After I spent most of last year reading and re-reading my own books – more here – I thought I’d better read books by other people this year!

I also wanted to read more and I set myself the goal of reading a book every two weeks.

A good goal, I thought – but then JK Rowling released all 1000 plus pages of the Ink Black Heart and I could only have read it in two weeks if I’d taken a fortnight off and gone without sleep. However, on average, I met my goal as I also read a few books which were considerably shorter, including:

The Employees

136 pages of an HR report of employee interviews from a spaceship returning after *something* happens on an alien planet. A very unique way of telling what could have been a standard sci-fi tale.

Biographies

I enjoyed Brett Anderson’s Afternoons With The Blinds Drawn and Jarvis Cocker’s Good Pop, Bad Pop. One was filled with Britpop parties and heroin, the other working as a fishmonger in Sheffield. Both showed how singularly focussed you need to be to become a pop star. And how you really don’t want to take heroin. Or gut a fish.

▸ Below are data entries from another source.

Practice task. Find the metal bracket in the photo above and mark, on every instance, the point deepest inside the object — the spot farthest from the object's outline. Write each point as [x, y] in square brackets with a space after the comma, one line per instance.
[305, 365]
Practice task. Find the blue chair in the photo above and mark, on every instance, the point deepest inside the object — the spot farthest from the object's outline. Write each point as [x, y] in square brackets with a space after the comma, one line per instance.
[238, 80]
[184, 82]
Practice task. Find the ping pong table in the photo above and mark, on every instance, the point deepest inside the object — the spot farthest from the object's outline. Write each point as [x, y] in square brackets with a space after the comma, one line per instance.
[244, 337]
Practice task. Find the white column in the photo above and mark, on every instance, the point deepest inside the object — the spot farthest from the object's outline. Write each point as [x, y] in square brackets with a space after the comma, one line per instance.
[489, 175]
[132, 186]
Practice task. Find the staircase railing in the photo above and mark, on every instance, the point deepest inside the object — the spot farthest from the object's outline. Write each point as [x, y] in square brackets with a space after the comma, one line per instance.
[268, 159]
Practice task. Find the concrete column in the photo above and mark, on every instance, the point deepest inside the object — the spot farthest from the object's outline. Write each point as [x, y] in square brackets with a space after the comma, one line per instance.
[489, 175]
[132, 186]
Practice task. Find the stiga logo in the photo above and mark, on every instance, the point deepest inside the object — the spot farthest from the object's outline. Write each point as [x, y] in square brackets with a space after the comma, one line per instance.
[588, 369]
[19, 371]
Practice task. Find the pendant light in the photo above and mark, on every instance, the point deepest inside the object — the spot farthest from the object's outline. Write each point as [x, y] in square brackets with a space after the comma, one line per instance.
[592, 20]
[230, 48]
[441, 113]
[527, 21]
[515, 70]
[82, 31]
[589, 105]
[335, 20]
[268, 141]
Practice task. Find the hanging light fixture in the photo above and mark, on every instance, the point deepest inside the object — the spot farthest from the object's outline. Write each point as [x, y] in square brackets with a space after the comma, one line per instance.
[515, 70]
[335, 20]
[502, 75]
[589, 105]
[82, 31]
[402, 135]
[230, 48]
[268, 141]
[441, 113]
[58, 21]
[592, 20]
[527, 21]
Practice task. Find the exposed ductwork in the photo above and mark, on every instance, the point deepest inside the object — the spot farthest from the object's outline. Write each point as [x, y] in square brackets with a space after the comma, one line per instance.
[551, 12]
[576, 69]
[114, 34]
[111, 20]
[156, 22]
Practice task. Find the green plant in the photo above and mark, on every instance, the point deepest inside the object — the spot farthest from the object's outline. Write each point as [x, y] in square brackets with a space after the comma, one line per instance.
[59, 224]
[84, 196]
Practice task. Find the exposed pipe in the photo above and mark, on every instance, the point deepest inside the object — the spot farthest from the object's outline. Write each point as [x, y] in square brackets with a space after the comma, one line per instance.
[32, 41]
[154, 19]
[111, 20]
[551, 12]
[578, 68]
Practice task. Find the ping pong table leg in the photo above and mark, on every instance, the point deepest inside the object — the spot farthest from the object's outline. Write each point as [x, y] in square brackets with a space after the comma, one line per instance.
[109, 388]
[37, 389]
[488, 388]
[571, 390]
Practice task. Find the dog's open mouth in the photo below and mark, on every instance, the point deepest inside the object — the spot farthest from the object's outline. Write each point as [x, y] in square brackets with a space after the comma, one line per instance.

I hated Liz Truss: Out of The Blue. if you want a trawl through 10 years of newspaper articles about Liz Truss, charting her career as an MP and minister, this is the book for you. If you want any insight, this book has been published too soon.

Classics

I’ve never read Frankenstein or Dr Jekyll & Mr Hyde. I decided to read both to find out what actually happens in them. And the answer was nothing that matches any of the many TV or film versions I’ve seen of both. Frankenstein in particular was nothing like the story I thought it would be. No lightening bolts, no Igor, no flaming torches. No musical numbers. It turned out my idea of Frankenstein was almost exclusively based on the move ‘Young Frankenstein’. The book is not a Mel Brooks film.

Page turners

Emma Haughton’s ‘The Dark’ about a murder in the Arctic, is a cracking schlocky locked room mystery; Abigail Dean’s ‘Girl A’ is a gripping why done it; Janice Hallett’s ‘The Appeal’ is hugely enjoyable, but my favourite was Joseph Knox’s ‘True Crime Story’. A girl disappears in Manchester, and Joseph Knox tells the ‘true story’ of what happened, how he got involved and why it has nothing to do with him (or does it?).